Background: The aim of the present study was to investigate serum leptin levels in relation to anthropometric features in patients with liver cirrhosis (LC) and chronic viral hepatitis (CVH), and to determine the effect of the severity and aetiology of the LC on serum leptin levels. Methods: Forty-nine patients with LC, 32 patients with CVH and 69 control subjects were age, body mass index (BMI) and sex-matched and included in the study. Plasma glucose, serum leptin and insulin levels were determined. Insulin resistance was assessed using homoeostasis model assessment (HOMA). Body composition was estimated by skinfold thickness.
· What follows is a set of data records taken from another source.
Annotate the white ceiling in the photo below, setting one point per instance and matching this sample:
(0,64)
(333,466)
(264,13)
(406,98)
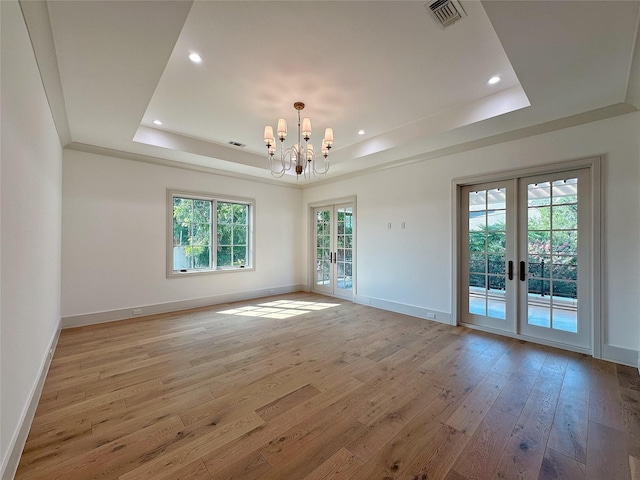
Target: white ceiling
(386,67)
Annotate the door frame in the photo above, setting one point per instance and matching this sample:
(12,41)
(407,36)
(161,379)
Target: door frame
(594,164)
(311,247)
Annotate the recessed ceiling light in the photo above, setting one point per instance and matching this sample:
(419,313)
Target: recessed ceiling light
(195,58)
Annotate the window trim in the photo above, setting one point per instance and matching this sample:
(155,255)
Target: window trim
(195,195)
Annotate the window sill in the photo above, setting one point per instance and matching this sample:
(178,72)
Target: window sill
(189,273)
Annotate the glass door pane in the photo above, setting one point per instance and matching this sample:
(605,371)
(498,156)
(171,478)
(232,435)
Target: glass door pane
(323,248)
(554,233)
(344,256)
(486,247)
(334,246)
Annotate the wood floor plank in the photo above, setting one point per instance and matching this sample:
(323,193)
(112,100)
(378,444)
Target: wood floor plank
(339,467)
(524,452)
(472,411)
(249,467)
(606,454)
(480,457)
(556,466)
(332,389)
(570,426)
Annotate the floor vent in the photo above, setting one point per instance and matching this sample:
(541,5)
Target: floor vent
(446,12)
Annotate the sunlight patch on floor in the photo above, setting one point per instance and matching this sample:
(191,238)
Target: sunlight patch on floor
(279,309)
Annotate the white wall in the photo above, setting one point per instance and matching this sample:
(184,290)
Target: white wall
(31,222)
(114,235)
(413,266)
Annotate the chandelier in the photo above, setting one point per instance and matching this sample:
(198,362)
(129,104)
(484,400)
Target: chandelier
(300,155)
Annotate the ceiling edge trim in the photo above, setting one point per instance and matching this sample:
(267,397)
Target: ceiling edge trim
(530,131)
(36,19)
(136,157)
(633,80)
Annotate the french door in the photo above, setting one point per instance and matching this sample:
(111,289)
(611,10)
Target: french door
(334,250)
(526,257)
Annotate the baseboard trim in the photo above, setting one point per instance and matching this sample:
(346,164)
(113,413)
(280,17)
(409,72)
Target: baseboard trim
(527,338)
(412,310)
(145,310)
(19,439)
(624,356)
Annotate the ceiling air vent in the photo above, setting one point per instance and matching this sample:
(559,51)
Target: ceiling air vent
(446,12)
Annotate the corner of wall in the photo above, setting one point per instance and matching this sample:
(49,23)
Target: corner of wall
(14,452)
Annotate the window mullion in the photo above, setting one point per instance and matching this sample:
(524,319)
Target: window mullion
(214,234)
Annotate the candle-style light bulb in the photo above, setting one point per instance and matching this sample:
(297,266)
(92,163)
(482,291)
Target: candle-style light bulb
(268,135)
(328,137)
(306,128)
(282,129)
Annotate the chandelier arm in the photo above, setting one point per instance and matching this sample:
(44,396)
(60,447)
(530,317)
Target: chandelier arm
(301,155)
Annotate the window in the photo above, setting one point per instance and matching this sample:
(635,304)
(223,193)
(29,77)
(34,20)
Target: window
(209,234)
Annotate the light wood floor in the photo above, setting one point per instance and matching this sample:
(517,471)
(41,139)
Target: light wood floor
(315,391)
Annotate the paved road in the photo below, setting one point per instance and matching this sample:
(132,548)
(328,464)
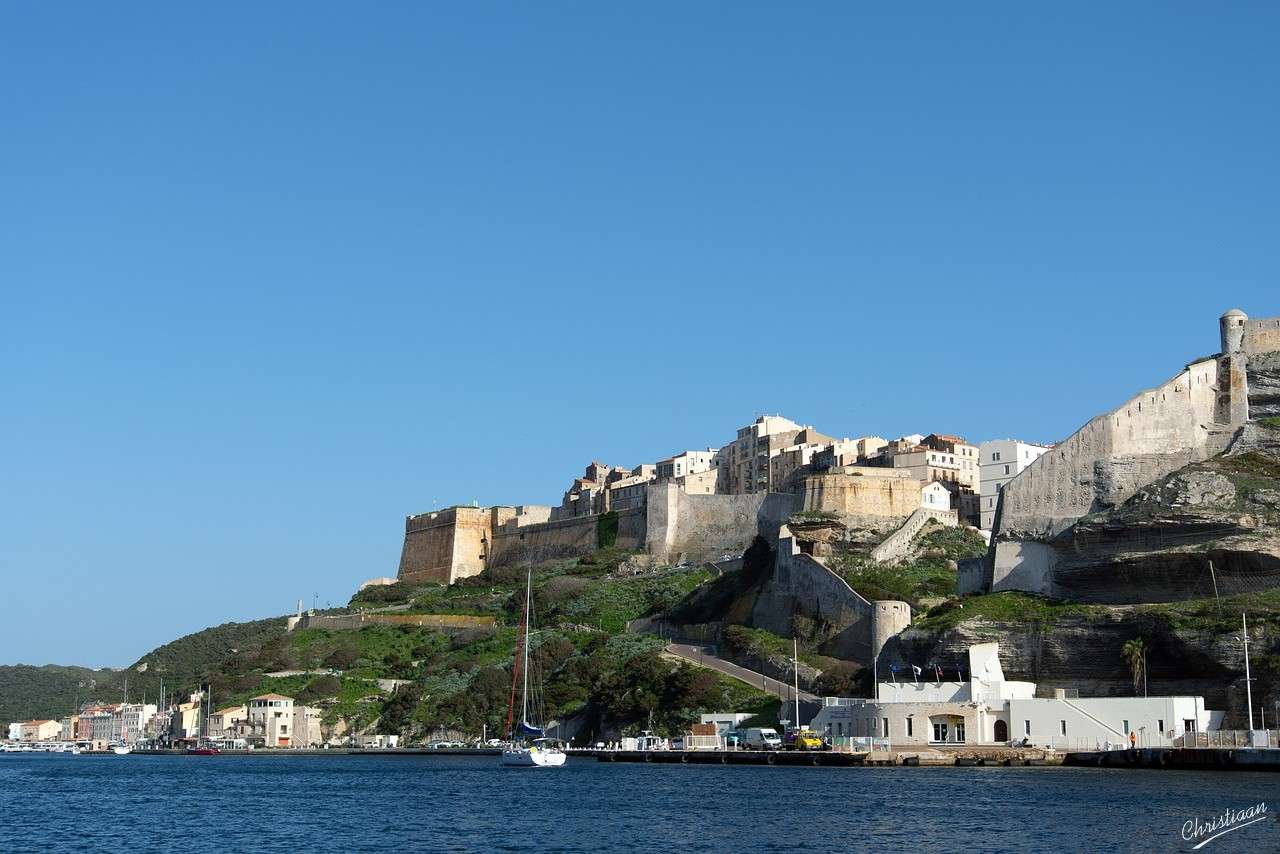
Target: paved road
(703,656)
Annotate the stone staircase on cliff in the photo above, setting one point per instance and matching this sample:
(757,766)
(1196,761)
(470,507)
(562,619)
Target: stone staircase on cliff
(897,546)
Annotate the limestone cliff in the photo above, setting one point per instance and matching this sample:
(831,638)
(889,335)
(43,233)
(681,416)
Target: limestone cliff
(1192,649)
(1207,529)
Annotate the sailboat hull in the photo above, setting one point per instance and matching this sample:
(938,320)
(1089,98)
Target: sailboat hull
(533,758)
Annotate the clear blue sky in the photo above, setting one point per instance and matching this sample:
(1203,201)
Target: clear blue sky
(272,278)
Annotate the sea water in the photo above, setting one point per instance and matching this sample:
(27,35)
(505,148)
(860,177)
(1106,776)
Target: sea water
(424,803)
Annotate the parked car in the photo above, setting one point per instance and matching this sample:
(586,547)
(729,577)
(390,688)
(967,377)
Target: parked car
(803,740)
(762,738)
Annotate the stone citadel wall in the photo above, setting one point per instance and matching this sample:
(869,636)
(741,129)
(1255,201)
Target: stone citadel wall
(1189,419)
(855,629)
(853,493)
(461,542)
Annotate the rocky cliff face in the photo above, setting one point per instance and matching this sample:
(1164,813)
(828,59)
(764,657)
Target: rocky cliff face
(1264,373)
(1187,657)
(1207,529)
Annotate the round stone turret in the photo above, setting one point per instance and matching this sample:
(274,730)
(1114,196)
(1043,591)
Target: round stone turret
(1232,327)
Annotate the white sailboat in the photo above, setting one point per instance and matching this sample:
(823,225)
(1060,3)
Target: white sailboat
(529,747)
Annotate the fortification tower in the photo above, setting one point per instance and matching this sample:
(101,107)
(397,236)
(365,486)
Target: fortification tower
(1233,379)
(1232,325)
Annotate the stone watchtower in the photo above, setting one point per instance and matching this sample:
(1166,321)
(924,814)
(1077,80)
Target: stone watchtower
(1233,383)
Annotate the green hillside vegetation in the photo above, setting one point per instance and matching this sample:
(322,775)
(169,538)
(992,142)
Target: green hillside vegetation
(589,666)
(48,692)
(1009,607)
(928,575)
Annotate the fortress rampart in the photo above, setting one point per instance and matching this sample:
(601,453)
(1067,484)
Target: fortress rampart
(1191,418)
(855,628)
(461,542)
Results: Female patients with Child-A LC had higher levels of leptin, and female and male patients with Child-A LC had higher absolute leptin (leptin/BFM) levels compared to patients with Child-C LC and control subjects. Serum leptin levels of the patients with alcohol LC were higher than the control subjects, but the absolute leptin levels were comparable. When alcoholic and post-viral hepatitis cirrhotic patients were compared with each other on an aetiologic basis, there was no significant difference between them in leptin and absolute leptin levels. There were significant correlations between leptin and BMI, body fat percentage (BFP), BFM (body fat mass) in all three groups in both sexes. Conclusions: These data suggest that the physiologic correlations among serum leptin level, sex, BMI and BFM were well preserved in patients with chronic liver disease. Patients with alcohol LC had higher leptin levels. In early stages of liver disease, leptin levels and absolute leptin levels are higher than in normal subjects. However, in advanced stages of the disease the significant decline in leptin levels and similar levels of leptin expressed in relation to BFM compared to control subjects predominantly represent the expression of fat mass.